Nadie
puede afirmar que filosofía no sea la clase en la que hay que darle más al
coco. Al terminar una sesión, los alumnos solemos presentar algún que otro
síntoma característico: migrañas, náuseas, alguna que otra jaqueca... Hasta es
posible que se haya producido alguna que otra noche de insomnio. Bueno, vale, quizá
esté que exagere un poco.
Sin
embargo, hay un hecho que es irrefutable. Cualquier estudiante que presta
atención en clase (uno que atiende, no uno que se duerme) acaba tremendamente
desconcertado. Simplemente, es inevitable. Antes o después, sucede. Obviamente,
este fenómeno se debe a que la filosofía es la única asignatura en la que
realmente se incita al alumno a preguntarse el porqué de las cosas (de ahí las
consecuencias tan aparentemente nefastas).
No
obstante, me gustaría proponer un cambio de perspectiva.
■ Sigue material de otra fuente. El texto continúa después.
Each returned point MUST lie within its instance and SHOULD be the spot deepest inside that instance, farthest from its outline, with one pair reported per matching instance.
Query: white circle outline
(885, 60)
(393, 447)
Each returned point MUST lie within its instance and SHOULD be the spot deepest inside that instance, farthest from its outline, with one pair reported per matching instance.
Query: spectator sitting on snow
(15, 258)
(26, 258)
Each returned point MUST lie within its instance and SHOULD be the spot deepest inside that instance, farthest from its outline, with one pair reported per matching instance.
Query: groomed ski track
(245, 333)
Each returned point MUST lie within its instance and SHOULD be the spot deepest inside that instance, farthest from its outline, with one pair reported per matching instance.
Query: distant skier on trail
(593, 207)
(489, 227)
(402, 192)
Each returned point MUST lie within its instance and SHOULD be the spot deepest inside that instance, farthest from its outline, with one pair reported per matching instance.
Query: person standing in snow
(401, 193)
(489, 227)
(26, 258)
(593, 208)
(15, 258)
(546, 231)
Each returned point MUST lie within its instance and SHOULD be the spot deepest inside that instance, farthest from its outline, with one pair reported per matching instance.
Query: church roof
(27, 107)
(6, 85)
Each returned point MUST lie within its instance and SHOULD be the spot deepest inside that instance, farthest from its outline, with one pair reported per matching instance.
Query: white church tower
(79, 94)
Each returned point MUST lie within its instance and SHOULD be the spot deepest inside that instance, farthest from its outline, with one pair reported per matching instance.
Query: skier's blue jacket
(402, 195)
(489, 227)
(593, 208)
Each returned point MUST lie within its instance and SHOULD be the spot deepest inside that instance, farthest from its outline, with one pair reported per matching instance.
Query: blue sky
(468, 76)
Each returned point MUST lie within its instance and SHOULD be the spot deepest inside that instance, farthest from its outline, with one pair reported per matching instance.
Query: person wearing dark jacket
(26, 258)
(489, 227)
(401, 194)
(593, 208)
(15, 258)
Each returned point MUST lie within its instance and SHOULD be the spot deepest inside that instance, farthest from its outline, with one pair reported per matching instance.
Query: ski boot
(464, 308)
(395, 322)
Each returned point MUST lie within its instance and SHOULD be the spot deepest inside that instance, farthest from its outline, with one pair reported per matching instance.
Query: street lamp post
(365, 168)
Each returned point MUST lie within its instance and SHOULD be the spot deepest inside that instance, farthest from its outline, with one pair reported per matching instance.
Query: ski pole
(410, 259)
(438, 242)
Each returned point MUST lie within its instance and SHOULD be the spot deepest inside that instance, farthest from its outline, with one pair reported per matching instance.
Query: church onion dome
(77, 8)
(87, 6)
Es decir, estamos
considerando el rol del estudiante, pero ¿y si nos fijamos en el punto de vista del
profesor? Imagina que tienes un grupo de, pongamos, 25 personas, mirándote
fijamente y sin entender ni una palabra de lo que estás diciendo. ¿Cómo te
sentirías? Probablemente, te quedarías con la misma cara de tonto que todos
esos chicos que están sentados delante de ti.
Si
te paras a pensarlo, siempre va a haber más de un punto de vista posible. En
cualquier situación, no importa lo rebuscada que sea. De algún modo u otro y
por muy imposible que parezca, alguien ve la realidad de un modo completamente
distinto a como lo ves tú.
La próxima vez que estés en filosofía y tengas la
sensación de que no entiendes ni papa, acuérdate de esta entrada y dale vuelta
a las tornas. Trata de imaginarte que eres el profesor y después mira a tus
compañeros y sus expresiones faciales. Te aseguro que disfrutarás como un
enano.
“No solemos considerar como personas de buen sentido sino a los que
participan de nuestras opiniones” François de la
Rochefoucauld
Jorge G.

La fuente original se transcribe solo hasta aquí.